SQL Query too slow [message #613605] |
Thu, 08 May 2014 08:17 |
|
aldy
Messages: 6 Registered: May 2014 Location: India
|
Junior Member |
|
|
Hi,
Database Version - 11.2.0.2.0
I've 2 tables - A and B each with 120 million records and I'm trying to pull additional records alone from Table A.
There are 4 columns getting joined on either tables and all those columns are been indexed and statistics have been gathered recently.
I've tried NOT EXISTS, OUTER JOIN but to avail, very slow response time.

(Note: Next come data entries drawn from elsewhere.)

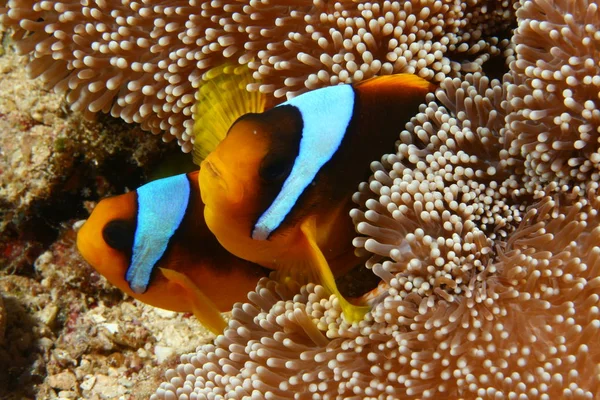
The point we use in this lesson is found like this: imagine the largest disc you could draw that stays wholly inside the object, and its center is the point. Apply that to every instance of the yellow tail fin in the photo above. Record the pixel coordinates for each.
(203, 308)
(320, 268)
(220, 101)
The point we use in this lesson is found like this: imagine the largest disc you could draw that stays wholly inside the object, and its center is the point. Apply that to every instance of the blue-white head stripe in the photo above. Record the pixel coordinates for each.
(161, 207)
(326, 114)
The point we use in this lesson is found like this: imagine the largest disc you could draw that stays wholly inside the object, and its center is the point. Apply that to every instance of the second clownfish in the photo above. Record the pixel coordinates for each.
(277, 188)
(153, 244)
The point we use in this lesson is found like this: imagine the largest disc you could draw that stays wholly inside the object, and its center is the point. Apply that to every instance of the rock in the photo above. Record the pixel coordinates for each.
(162, 353)
(63, 381)
(2, 321)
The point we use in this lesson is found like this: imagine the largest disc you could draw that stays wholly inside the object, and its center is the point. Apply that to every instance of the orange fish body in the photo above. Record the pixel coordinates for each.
(277, 189)
(194, 273)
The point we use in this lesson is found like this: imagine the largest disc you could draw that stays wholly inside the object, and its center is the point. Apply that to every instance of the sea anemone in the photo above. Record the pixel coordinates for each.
(144, 60)
(554, 106)
(526, 326)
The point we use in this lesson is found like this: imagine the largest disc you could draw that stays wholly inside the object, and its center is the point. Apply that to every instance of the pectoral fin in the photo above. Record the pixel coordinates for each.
(320, 269)
(203, 308)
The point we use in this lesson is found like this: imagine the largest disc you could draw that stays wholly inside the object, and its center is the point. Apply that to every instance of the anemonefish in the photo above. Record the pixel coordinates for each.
(277, 188)
(154, 245)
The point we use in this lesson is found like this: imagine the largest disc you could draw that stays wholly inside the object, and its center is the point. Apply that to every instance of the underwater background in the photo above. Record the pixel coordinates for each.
(481, 223)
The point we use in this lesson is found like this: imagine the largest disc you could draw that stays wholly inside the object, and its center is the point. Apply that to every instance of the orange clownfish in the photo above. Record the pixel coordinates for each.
(277, 188)
(154, 245)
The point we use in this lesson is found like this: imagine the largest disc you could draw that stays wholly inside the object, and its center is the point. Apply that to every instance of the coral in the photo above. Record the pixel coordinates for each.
(484, 230)
(143, 61)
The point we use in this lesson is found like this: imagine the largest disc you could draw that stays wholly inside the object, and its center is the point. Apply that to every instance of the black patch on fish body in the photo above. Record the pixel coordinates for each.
(119, 233)
(281, 127)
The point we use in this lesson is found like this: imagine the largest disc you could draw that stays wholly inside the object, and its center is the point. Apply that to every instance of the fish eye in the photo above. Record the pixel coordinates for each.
(119, 234)
(273, 168)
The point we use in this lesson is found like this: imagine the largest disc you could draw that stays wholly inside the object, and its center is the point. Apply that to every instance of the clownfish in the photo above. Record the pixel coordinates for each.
(154, 245)
(277, 188)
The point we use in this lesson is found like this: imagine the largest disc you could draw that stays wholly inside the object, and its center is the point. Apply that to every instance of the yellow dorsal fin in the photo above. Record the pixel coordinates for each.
(220, 101)
(398, 80)
(320, 268)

Would be great if you could share some ideas on how to improve the performance.
|
|
|
|
Re: SQL Query too slow [message #613607 is a reply to message #613605] |
Thu, 08 May 2014 08:28 |
rleishman
Messages: 3728 Registered: October 2005 Location: Melbourne, Australia
|
Senior Member |
|
|
Sounds like you want rows in table A not in table B.
- Make sure that all 4 columns in table A are defined as NOT NULL
- Make sure that all 4 columns in table B are defined as NOT NULL
- Create an index on the 4 join columns of table B
- Write your SQL as a NOT IN sub-query
Ross Leishman
|
|
|
|
|
|
Re: SQL Query too slow [message #613614 is a reply to message #613609] |
Thu, 08 May 2014 08:57 |
Lalit Kumar B
Messages: 3174 Registered: May 2013 Location: World Wide on the Web
|
Senior Member |
|
|
aldy wrote on Thu, 08 May 2014 19:16I tried using NOT IN as well and after 40 to 50 mins, i killed the session as it was taking too long.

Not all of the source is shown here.